Since we are capturing traffic from our service, we can observe individual request data in the traffic viewer. When we drill down into requests, we can see that we are capturing some sensitive information such as an API key in the authorization header for a request to a third party.

RRPair

Although we can manipulate this during a replay using transforms, we may not want to ever capture this data or let it leave the cluster. This is where Data Loss Prevention comes in. We can configure the Operator to redact this data.

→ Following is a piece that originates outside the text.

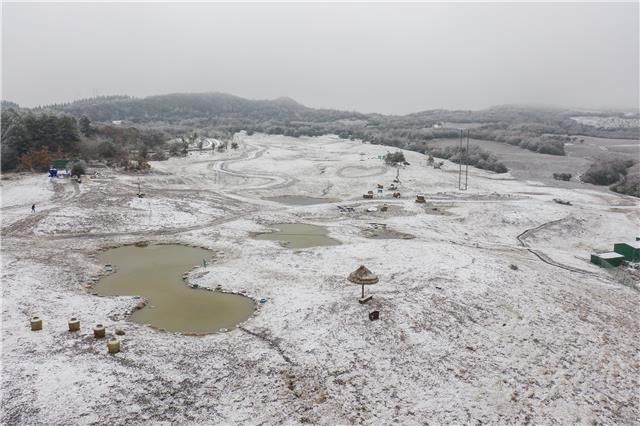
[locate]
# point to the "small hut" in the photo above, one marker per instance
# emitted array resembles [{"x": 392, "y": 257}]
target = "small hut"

Configure Data Loss Prevention

DLP

Navigate to the DLP config section and select the standard config. Here you can see that the standard config comes with a default set of fields to redact such as authorization, apikey, jwt and so on. If you want to make a custom config, you can create your own.

Config

Enable Data Loss Prevention

DLP is not enabled by default so you must configure it during or after installation. If you have installed via the Helm chart, you can see the corresponding values that need to be edited here:

# Data Loss Prevention settings.
dlp:

    # Instructs operator to enable data loss prevention features
    enabled: false

    # Configuration for data loss prevention
    config: "standard"

Simply flip enabled: true and put in whichever config you want to use in the config field. If you installed the Operator via speedctl, you have to edit the speedscale-operator configmap in the speedscale namespace with kubectl -n speedscale edit cm speedscale-operator.

apiVersion: v1
data:
  CLI_VERSION: v1.0.130
  CLUSTER_NAME: my-cluster
  DLP_CONFIG: standard
  IMAGE_PULL_POLICY: Always
  IMAGE_PULL_SECRETS: ""
  IMAGE_REGISTRY: gcr.io/speedscale
  IMAGE_TAG: v1.1.22
  INSTALL_SOURCE: deploy
  INSTANCE_ID: 27128055-eac3-4238-bc2c-4044e14cffbf
  LOG_LEVEL: info
  TELEMETRY_INTERVAL: 2s
  WITH_DLP: "false"
  WITH_INSPECTOR: "true"
kind: ConfigMap

Edit the fields WITH_DLP and DLP_CONFIG to the desired values and then make sure to restart the Operator in order for it to pick up on the new settings. This can be done via kubectl -n speedscale delete pod -l app=speedscale-operator.

Confirm redaction

Redacted

After making this change, we can see for the same request that the field has been redacted. This happens at the Operator level and not in our cloud sytem so the Authorization header value never left your cluster and was never seen by Speedscale.